Transport ferroviaire

Dakar réceptionne officiellement son Train express régional

Macky Sall et son épouse Marième Faye, lors de la cérémonie de réception du TER, à la gare de Dakar, le 14 janvier 2019. © DR / Présidence sénégalaise.

Un des chantiers majeurs du premier mandat de Macky Sall, le Train express régional (TER), a été officiellement réceptionné ce 14 janvier, avant un voyage inaugural Diamniadio-Dakar en grande pompe. Mais les travaux sont loin d’être achevés.

La réception du Train express régional (TER) qui, dans un premier temps, reliera en quarante-cinq minutes Dakar à Diamniadio (36 km), se fera dans les délais annoncés depuis le lancement des travaux par Macky Sall, en décembre 2016, mais dans la douleur.
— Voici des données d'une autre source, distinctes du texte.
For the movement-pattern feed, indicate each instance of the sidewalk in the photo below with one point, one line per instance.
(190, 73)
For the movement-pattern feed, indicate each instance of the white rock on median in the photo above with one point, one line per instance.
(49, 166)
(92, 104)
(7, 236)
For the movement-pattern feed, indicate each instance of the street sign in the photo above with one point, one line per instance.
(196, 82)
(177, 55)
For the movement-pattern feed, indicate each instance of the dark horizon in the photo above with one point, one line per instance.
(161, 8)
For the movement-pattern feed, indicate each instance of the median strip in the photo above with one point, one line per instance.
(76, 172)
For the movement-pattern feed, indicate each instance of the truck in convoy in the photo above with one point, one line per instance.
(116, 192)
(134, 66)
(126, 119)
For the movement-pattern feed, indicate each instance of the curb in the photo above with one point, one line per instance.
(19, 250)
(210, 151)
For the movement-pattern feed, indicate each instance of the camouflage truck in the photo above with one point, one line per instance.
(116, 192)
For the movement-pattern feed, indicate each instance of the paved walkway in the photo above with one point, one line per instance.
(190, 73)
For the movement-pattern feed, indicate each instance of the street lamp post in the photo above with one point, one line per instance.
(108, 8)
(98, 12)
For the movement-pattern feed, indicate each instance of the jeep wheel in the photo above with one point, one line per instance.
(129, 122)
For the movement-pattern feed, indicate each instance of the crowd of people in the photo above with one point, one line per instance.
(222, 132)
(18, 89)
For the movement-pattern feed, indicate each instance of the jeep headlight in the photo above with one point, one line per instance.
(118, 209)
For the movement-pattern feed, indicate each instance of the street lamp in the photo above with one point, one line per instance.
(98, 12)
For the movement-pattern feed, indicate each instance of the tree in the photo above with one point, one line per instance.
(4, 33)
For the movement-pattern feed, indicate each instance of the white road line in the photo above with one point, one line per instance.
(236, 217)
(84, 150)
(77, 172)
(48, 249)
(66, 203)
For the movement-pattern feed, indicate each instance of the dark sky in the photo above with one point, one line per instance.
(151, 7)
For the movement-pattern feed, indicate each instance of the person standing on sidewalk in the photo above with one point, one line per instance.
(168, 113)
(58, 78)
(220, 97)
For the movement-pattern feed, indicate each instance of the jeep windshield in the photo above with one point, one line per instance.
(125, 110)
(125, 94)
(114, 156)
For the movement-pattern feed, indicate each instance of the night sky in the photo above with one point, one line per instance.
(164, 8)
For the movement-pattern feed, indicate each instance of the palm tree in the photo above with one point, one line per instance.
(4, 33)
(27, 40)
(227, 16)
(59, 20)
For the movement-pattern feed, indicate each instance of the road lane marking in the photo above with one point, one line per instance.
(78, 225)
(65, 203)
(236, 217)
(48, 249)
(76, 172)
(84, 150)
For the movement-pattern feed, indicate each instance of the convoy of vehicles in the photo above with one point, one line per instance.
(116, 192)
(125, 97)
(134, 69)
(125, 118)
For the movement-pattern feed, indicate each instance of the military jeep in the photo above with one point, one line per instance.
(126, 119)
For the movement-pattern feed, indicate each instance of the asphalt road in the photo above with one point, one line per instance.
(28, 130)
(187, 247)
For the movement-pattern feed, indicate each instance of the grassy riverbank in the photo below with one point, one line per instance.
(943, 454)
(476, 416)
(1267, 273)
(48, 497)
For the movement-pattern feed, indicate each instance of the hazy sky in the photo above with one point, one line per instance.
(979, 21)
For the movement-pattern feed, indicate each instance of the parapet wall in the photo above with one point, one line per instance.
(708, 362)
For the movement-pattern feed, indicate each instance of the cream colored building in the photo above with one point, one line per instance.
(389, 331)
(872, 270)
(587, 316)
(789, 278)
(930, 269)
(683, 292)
Jusqu’aux dernières heures de la matinée, les ouvriers étaient à pied-d’œuvre pour procéder aux derniers réglages sur les sites de la gare de Dakar et de Colobane, où se trouvent respectivement la gare et le centre de maintenance. Un voyage inaugural en provenance de Diamniadio est attendu dans l’après-midi à la gare centrale de la capitale sénégalaise. Pour le moment, sur les quinze trains du parc de matériel roulant commandés auprès du constructeur français Alstom à l’issue d’un appel d’offres international, deux seulement ont été réceptionnés à Dakar.

Coût jugé « exorbitant »

Un des projets phares du président Macky Sall et du PSE, conçu pour desservir la ville nouvelle de Diamniadio et la grande banlieue dakaroise, le TER aura au total coûté 656 milliards de francs CFA (1 milliard d’euros) dans sa phase 1, selon les chiffres fournis par les services de la Primature sénégalaise. Si le gouvernement a mis dans ce premier tronçon 110 milliards de F CFA, les bailleurs internationaux (BID, BAD, AFD, etc.) ont, quant à eux, décaissé 458 milliards de FCFA.

L’opposition politique attaque régulièrement le gouvernement sur le coût jugé « exorbitant » du projet – plus de 1 000 milliards de FCFA, à l’en croire – et en estimant qu’un tel montant aurait pu servir à réhabiliter la ligne ferroviaire moribonde Dakar-Kidira (frontière malienne), portion sénégalaise du Dakar-Bamako. Le second tronçon du TER – pour lequel aucun calendrier n’a encore été dévoilé – reliera sur une distance de 16,5 km Diamniadio à l’aéroport international Blaise-Diagne de Diass (AIBD).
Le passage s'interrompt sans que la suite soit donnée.